A multimedia artist specializing in technology, Elahi was stopped by the FBI at Detroit airport in June 2002 as he returned from the Netherlands. He was subjected to interviews and nine back-to-back polygraph tests after a tip falsely identified him as an Arab who had left the country after the attacks, leaving explosives in a Tampa, Florida, lockup.

Subsequently placed on the government's Terrorist Watchlist database, Elahi responded by uploading his location to the web in real time for the past 12 years, together with receipts detailing his purchases and thousands of photographs of his meals, the airports he transits and even the bathrooms he uses, in an exhaustive Orwellian act of self-surveillance.

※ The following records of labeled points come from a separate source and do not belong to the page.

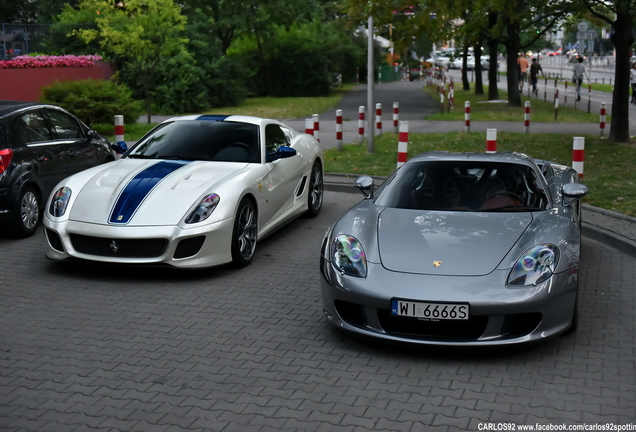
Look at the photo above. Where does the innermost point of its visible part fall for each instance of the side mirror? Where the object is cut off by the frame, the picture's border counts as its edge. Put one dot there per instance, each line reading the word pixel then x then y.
pixel 573 192
pixel 365 185
pixel 120 147
pixel 283 152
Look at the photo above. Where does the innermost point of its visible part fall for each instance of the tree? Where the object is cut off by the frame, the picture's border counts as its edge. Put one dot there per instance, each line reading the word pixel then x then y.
pixel 620 15
pixel 143 33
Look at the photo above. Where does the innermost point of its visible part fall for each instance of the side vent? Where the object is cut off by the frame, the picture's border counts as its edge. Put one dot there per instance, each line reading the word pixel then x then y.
pixel 301 188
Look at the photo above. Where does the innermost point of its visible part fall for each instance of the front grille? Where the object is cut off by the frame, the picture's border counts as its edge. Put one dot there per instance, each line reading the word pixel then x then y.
pixel 120 248
pixel 189 247
pixel 445 329
pixel 54 240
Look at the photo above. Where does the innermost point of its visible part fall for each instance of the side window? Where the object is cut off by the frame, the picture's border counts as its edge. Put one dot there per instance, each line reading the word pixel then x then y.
pixel 289 133
pixel 274 138
pixel 31 127
pixel 64 125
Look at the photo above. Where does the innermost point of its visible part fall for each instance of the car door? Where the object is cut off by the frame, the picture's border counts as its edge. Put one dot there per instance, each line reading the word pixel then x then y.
pixel 285 174
pixel 46 156
pixel 80 151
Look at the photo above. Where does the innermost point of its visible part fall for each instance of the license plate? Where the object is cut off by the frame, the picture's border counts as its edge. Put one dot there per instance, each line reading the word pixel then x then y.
pixel 433 311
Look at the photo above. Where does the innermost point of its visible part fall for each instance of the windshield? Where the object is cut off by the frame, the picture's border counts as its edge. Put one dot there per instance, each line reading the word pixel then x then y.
pixel 201 140
pixel 465 186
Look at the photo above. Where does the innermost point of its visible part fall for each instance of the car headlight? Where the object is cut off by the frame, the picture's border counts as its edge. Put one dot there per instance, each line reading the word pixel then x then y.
pixel 535 266
pixel 59 202
pixel 347 256
pixel 204 209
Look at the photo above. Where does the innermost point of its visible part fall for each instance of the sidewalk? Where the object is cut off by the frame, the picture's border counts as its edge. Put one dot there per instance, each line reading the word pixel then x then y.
pixel 605 226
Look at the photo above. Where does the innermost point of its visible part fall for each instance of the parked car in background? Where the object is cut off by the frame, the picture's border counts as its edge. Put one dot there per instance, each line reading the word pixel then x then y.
pixel 40 145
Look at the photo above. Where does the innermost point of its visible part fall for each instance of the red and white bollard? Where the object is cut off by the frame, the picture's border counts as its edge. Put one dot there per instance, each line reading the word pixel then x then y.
pixel 360 124
pixel 602 121
pixel 309 126
pixel 491 140
pixel 403 142
pixel 316 127
pixel 396 115
pixel 378 119
pixel 339 129
pixel 578 155
pixel 119 128
pixel 119 132
pixel 467 116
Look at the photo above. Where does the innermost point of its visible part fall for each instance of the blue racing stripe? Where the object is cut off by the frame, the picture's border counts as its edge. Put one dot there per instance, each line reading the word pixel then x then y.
pixel 139 187
pixel 212 117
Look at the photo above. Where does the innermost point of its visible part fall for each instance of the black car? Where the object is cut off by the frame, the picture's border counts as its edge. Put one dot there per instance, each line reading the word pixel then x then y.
pixel 40 145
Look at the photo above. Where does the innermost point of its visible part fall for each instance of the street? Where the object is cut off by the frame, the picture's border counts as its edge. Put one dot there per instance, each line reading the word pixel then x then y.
pixel 100 348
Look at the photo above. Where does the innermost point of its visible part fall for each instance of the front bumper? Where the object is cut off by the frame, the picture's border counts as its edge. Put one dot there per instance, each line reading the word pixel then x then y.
pixel 200 247
pixel 499 315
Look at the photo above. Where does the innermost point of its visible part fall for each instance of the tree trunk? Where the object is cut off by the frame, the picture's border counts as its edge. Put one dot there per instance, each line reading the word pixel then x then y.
pixel 512 54
pixel 464 68
pixel 493 70
pixel 479 83
pixel 622 40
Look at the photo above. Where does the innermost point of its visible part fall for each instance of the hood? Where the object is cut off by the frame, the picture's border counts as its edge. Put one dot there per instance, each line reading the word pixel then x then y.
pixel 466 244
pixel 134 192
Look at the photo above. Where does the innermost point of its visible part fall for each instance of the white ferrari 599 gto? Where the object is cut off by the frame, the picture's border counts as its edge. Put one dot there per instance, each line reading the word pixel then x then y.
pixel 196 191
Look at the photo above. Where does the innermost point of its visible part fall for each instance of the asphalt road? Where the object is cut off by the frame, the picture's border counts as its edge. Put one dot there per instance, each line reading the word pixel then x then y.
pixel 86 347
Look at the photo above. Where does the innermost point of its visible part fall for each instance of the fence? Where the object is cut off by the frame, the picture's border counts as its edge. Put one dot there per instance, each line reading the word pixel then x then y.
pixel 21 39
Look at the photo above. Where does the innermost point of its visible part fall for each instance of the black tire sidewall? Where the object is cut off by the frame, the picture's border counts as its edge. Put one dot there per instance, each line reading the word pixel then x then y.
pixel 17 228
pixel 237 258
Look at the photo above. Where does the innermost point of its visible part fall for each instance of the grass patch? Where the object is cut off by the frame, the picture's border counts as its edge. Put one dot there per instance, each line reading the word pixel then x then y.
pixel 540 111
pixel 609 167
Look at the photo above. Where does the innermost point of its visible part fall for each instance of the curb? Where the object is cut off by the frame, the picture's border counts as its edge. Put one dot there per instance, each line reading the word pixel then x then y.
pixel 340 182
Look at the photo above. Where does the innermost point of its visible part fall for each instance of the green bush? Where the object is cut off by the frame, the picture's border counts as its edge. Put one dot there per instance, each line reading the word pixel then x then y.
pixel 94 101
pixel 302 60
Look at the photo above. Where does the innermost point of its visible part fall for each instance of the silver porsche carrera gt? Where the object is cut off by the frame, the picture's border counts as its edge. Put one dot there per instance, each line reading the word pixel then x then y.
pixel 458 249
pixel 196 191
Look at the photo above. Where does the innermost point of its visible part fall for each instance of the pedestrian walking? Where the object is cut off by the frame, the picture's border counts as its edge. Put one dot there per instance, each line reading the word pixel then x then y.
pixel 522 66
pixel 578 72
pixel 535 68
pixel 632 81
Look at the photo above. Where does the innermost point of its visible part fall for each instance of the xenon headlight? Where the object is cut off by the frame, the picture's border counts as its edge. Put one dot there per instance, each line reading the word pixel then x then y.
pixel 204 209
pixel 59 202
pixel 536 265
pixel 347 256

"This is my way of reacting to this situation and holding up a mirror to it," Elahi said of his "Tracking Transience" project. "We all have some record of where we have been and what we are doing ... I am hoping that as the viewer is reenacting the role of the FBI agent they come to the realization that that could be themselves."

Hasan Elahi has been uploading his location to the web in real time for the past 12 years as part of his "Tracking Transience" multimedia project, 2002 – ongoing.
Hasan Elahi

CIA Director John Brennan recently said that winning back the public's trust would "make all our jobs easier and better." Despite its sustained revelations of the workings of the secret state, in actions that break and skirt the rule of law and frequently test cherished values of ethical conduct, the show was welcomed by at least one former spy.

"It's very significant given the kind of questioning that there is of the various techniques that have been used in intelligence collection, not only today, but historically," said Richard Post, a former CIA agent and past president of the Arizona chapter of the Association of Former Intelligence Officers

"The fact that we have a group of very motivated citizens that are interested in trying to make sure that government is trying to do the right thing for all of us in a way that's in keeping with our national traditions and heritages and freedoms ... (is) very healthy."